Google is hardly struggling, with more than $75 billion in cash, according to its most recent financial release. Other tech companies, however, could find themselves facing an operational squeeze. Even would-be Googles, high-flying unicorn startups with private valuations over $1 billion, have been forced to raise "down rounds," as investors begin to rethink exuberant growth projections. CB Insights' Downround Tracker lists 71 "wounded companies," including some big names like Zenefits, Box, Gilt Groupe, and Square.
Business Insider notes that in recent months, "a number of unicorn startups, worth over $1 billion, including Evernote, Jawbone, and Tango, have all gone through some form of cost cuts, whether layoffs, office closures, or reduced employee perks."
My company, Rocketrip, helps businesses motivate their employees to spend less on travel. Increasingly, we're seeing that companies both young and old, big and small, are reevaluating laissez faire attitudes to costs. It's not just travel either: The entire culture of spending is being questioned--as it should be.
Pandas and Perks
Dropbox provides one of the most high-profile examples of Silicon Valley belt-tightening. In April, the company, last valued at $10 billion, opened a new headquarters in San Francisco. But the celebration was dampened somewhat by a note displayed prominently in the lobby next to the $100,000 chrome sculpture of Dropbox's panda mascot.

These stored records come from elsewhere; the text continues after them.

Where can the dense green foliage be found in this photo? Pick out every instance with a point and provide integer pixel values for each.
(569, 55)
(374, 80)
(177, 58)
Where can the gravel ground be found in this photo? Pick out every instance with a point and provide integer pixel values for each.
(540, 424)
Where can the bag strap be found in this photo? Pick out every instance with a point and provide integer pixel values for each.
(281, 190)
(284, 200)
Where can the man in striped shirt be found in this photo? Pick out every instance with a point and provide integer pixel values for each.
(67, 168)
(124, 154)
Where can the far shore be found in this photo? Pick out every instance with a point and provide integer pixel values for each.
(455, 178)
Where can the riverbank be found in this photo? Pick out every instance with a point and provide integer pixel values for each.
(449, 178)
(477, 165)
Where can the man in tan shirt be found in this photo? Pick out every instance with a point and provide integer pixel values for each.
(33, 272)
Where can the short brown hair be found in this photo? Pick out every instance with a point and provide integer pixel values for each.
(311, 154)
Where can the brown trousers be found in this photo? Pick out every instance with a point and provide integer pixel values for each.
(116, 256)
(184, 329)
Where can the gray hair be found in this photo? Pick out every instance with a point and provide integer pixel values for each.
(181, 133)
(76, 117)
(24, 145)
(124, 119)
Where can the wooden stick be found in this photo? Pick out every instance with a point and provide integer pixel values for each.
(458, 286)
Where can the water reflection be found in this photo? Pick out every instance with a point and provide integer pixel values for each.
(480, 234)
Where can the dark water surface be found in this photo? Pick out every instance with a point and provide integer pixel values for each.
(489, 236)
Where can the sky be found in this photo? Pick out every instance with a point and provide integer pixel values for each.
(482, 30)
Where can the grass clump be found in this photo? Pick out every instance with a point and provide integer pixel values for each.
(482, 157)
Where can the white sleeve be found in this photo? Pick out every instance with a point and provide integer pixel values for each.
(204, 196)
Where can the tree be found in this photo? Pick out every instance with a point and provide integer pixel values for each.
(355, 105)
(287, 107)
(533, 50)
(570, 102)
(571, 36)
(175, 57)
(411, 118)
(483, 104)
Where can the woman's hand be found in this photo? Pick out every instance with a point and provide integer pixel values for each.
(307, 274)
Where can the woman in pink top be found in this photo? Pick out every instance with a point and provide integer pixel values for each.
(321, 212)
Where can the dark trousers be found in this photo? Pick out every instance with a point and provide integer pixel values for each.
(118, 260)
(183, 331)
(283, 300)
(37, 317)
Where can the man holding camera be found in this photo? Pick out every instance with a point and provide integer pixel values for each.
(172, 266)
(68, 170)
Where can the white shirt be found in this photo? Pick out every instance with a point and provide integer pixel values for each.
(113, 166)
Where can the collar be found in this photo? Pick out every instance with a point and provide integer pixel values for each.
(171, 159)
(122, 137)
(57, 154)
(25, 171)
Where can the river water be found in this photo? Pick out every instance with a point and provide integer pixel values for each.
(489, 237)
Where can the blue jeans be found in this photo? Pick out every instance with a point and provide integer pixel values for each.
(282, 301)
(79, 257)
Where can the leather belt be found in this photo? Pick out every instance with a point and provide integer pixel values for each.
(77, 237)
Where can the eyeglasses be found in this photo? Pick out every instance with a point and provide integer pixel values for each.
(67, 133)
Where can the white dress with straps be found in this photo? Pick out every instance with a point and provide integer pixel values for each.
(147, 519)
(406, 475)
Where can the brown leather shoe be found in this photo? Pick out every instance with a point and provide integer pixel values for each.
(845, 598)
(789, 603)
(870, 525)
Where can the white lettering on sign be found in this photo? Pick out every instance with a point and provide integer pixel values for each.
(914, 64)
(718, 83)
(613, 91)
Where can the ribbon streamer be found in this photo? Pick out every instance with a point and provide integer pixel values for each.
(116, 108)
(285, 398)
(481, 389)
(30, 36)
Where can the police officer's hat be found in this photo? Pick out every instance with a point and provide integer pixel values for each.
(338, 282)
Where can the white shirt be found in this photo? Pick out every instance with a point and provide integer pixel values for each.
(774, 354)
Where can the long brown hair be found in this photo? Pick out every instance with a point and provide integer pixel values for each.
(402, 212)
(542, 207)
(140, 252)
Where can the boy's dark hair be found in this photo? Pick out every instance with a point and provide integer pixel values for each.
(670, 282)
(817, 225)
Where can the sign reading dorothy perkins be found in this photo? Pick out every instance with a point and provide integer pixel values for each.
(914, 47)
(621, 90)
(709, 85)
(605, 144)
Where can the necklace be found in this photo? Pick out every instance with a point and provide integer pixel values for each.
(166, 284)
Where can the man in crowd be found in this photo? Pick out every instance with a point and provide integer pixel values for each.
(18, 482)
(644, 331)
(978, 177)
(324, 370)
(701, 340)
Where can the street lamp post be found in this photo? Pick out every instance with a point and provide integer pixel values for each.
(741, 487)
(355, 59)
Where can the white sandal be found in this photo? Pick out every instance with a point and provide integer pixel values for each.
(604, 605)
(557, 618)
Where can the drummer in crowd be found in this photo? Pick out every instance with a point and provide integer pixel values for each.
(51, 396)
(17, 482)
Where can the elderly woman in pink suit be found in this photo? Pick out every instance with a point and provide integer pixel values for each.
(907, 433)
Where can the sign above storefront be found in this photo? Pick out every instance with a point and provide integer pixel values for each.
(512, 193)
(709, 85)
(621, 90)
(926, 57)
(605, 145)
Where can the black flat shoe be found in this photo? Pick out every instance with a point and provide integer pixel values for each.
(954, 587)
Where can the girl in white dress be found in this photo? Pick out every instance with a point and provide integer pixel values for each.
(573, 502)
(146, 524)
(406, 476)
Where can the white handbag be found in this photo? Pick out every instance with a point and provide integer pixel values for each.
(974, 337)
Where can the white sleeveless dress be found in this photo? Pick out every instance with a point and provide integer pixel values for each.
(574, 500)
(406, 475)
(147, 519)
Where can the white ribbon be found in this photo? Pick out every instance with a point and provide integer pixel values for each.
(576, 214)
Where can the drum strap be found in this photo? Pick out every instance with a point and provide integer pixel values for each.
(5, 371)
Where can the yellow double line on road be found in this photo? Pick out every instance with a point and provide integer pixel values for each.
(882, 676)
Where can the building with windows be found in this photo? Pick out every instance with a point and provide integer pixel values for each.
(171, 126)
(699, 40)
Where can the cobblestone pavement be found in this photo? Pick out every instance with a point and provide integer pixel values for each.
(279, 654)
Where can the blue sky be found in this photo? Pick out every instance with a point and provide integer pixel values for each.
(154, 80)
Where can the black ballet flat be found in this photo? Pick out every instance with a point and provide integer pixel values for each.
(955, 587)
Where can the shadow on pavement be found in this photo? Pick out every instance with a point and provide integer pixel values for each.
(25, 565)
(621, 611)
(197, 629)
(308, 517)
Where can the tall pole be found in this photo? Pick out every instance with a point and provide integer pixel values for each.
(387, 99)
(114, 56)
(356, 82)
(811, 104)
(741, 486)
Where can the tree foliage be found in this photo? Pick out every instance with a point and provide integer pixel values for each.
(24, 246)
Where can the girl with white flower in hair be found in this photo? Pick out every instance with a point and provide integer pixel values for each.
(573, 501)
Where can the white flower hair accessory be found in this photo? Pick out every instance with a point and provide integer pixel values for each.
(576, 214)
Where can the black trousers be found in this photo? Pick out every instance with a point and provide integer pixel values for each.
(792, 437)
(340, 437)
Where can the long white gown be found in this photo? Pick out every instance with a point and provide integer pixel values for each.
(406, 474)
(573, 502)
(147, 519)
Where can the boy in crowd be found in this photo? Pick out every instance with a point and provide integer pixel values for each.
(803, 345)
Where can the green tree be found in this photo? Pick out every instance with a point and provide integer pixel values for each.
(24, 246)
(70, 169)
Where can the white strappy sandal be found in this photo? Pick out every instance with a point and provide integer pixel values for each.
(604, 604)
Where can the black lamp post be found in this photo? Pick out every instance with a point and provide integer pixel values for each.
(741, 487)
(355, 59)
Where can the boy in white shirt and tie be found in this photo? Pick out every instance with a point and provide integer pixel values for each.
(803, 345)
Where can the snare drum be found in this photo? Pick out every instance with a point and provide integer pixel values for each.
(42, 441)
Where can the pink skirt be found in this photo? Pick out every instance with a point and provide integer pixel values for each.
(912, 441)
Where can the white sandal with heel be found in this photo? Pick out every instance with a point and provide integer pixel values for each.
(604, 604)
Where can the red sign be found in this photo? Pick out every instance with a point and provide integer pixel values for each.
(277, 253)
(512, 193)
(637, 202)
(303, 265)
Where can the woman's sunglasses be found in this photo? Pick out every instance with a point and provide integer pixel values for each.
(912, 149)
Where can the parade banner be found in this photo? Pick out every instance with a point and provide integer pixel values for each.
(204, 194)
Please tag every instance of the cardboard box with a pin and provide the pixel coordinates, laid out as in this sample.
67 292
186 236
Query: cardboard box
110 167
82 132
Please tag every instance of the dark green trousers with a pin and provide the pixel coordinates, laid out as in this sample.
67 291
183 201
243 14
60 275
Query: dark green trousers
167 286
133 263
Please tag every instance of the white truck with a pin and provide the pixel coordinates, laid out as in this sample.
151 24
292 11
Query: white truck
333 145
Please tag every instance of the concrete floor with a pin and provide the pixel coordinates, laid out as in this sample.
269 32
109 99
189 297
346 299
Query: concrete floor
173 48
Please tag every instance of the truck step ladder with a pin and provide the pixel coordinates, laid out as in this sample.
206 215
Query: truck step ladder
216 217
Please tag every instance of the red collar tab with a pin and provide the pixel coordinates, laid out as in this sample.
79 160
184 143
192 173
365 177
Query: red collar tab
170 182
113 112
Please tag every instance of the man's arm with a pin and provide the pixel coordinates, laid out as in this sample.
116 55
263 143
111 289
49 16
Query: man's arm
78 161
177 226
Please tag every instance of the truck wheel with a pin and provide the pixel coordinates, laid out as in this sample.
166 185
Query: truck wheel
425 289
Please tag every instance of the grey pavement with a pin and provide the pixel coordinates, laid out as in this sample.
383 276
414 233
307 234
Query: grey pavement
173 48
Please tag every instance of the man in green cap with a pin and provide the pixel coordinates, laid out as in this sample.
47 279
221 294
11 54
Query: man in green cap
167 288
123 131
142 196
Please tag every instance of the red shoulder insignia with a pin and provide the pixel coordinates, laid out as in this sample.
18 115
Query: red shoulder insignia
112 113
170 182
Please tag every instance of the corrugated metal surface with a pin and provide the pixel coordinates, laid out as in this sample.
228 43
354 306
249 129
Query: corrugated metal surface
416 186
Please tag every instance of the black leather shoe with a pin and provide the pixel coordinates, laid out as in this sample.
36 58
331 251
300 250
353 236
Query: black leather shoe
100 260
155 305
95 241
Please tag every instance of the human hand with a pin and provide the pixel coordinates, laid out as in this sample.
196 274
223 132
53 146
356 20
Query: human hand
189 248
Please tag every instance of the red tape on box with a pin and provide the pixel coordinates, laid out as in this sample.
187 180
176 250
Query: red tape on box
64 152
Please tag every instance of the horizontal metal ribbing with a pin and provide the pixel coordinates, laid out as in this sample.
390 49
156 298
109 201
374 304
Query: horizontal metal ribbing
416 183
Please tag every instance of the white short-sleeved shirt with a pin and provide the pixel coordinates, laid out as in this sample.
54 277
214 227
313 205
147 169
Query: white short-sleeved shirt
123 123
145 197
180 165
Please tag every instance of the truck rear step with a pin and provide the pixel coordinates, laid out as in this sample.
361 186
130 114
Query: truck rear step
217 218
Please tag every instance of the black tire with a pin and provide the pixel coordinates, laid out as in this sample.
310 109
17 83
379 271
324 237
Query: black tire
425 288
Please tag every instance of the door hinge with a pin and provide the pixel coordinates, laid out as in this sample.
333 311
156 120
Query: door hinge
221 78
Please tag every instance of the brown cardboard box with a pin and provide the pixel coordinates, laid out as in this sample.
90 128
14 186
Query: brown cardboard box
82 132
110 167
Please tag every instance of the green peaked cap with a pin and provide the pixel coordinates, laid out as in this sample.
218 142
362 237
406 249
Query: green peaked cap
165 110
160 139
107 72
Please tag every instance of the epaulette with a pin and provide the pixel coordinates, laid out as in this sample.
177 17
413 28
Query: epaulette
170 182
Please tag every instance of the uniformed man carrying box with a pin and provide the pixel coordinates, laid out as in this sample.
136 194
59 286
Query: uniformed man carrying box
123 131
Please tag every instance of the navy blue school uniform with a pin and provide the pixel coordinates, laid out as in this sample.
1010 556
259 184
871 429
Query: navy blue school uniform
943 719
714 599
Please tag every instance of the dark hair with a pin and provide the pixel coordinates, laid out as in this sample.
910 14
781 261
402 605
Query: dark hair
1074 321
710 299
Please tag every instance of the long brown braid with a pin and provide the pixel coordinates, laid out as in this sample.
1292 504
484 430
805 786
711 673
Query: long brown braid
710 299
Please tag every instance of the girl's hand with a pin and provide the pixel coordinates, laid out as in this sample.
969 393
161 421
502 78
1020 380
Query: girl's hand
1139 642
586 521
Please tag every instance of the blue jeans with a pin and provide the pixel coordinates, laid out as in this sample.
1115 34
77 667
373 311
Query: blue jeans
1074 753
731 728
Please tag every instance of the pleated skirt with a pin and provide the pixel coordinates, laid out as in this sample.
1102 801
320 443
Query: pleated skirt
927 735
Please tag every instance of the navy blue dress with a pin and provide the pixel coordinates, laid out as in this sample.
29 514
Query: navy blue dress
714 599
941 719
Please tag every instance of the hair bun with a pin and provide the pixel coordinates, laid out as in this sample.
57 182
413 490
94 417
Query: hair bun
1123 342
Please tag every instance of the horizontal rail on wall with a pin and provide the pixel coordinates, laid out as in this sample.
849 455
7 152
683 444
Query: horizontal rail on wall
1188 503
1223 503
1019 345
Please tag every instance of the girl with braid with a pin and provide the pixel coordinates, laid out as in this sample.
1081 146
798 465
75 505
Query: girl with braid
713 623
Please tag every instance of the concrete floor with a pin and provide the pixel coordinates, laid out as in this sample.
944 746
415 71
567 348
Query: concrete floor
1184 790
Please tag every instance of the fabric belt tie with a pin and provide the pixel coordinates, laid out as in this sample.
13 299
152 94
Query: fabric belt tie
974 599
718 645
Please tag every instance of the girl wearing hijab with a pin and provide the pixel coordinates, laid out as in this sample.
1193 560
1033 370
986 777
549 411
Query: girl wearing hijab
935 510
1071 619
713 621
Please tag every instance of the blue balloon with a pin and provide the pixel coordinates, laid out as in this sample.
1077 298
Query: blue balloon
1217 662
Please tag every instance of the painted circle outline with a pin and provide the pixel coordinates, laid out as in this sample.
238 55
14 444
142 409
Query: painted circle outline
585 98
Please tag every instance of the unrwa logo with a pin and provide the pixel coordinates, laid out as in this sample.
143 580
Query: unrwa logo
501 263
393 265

"Pandas have meant many things to Dropboxers over the years, and the idea here was to commemorate the original," the note said, before going on to say that the situation had changed and that extravagant office decor (no matter how adorable, presumably) was no longer "the right call."
Panda-gate came only a month after Dropbox announced larger cost-cutting measures in a companywide email: free shuttle service in San Francisco was being canceled, dinner time was being pushed back by an hour, and employees would no longer be able to bring an unlimited number of guests to the office for meals and open-bar Fridays.
Better Late Than Never
Such measures qualify as austerity by the lavish standards of the recent tech boom. And really, Dropbox isn't in dire straits. As a startup matures, it's natural that it shifts focus--from growth at all costs to the bottom line. This newfound spirit of restraint is worthy of praise, not derision.
If you look past the gathering storm in Silicon Valley--with dark clouds taking the shape of Theranos, Zenefits, a dismal IPO market, etc.--Dropbox's decision can be seen for what it is: reasonable, productive, and overdue.
In the words of that panda-adjacent note, "when it comes to building a healthy and sustainable business, every dollar counts. And while it's OK for us to have nice things, it's important to remember to ask ourselves, 'would I spend my own money this way?'"
Keeping Up With the Joneses
That question--"would I spend my own money this way?"--hasn't been asked nearly enough during the boom years. Startups flush with venture capital spent lavishly, not in spite of the expense, but because of it.
Flashy perks became a form of conspicuous consumption, a way to advertise the latest sky-high valuation and subtly reinforce the impression that conventional measures of business performance shouldn't apply. Some startups have no clear path to generating revenue, let alone profits: Extravagant spending on perks makes huge operating losses seem like an intentional strategy, not a permanent, structural problem.
Google's Grown-Up Approach to Employee Benefits
Google, in so many ways the paradigmatic tech company, is well-known for lavish employee perks. Search Google for "insane employee perks + Google" and you'll get 3,050,500 results. Incidentally, conducting the same search on Bing returns 44,900 results.
In the knowledge economy, a company's chief asset is its employees, so it has to spend a great deal of effort attracting the right people, then keeping them motivated, creative, and engaged. But startups looking to become the "next Google" have learned the wrong lesson if they think they can buy a healthy company culture one perk at a time.
It's true that Google does shower its employees with perks (including on-site showers). However, the company actually takes a more nuanced approach to employee satisfaction.
In his book Work Rules!, Lazlo Bock, Google's SVP of People Ops, discusses the analysis Google applies to employee benefits. Each perk is viewed in terms of monetary cost and benefit, to the employee as well as to some overarching organizational objective. Obvious as this may seem, it's a far cry from the spending for spending's sake attitude so pervasive in the startup world.
Google takes it a step further, too, with programs like Trips, which encourages responsible spending on business travel by letting employees keep part of what they save. Is this cost-control or employee perk? It's both, as well as a perfect example of creative thinking about spending from one of the world's most innovative companies.
If Silicon Valley's startups want to age gracefully, they should look no further than Mountain View for a role model.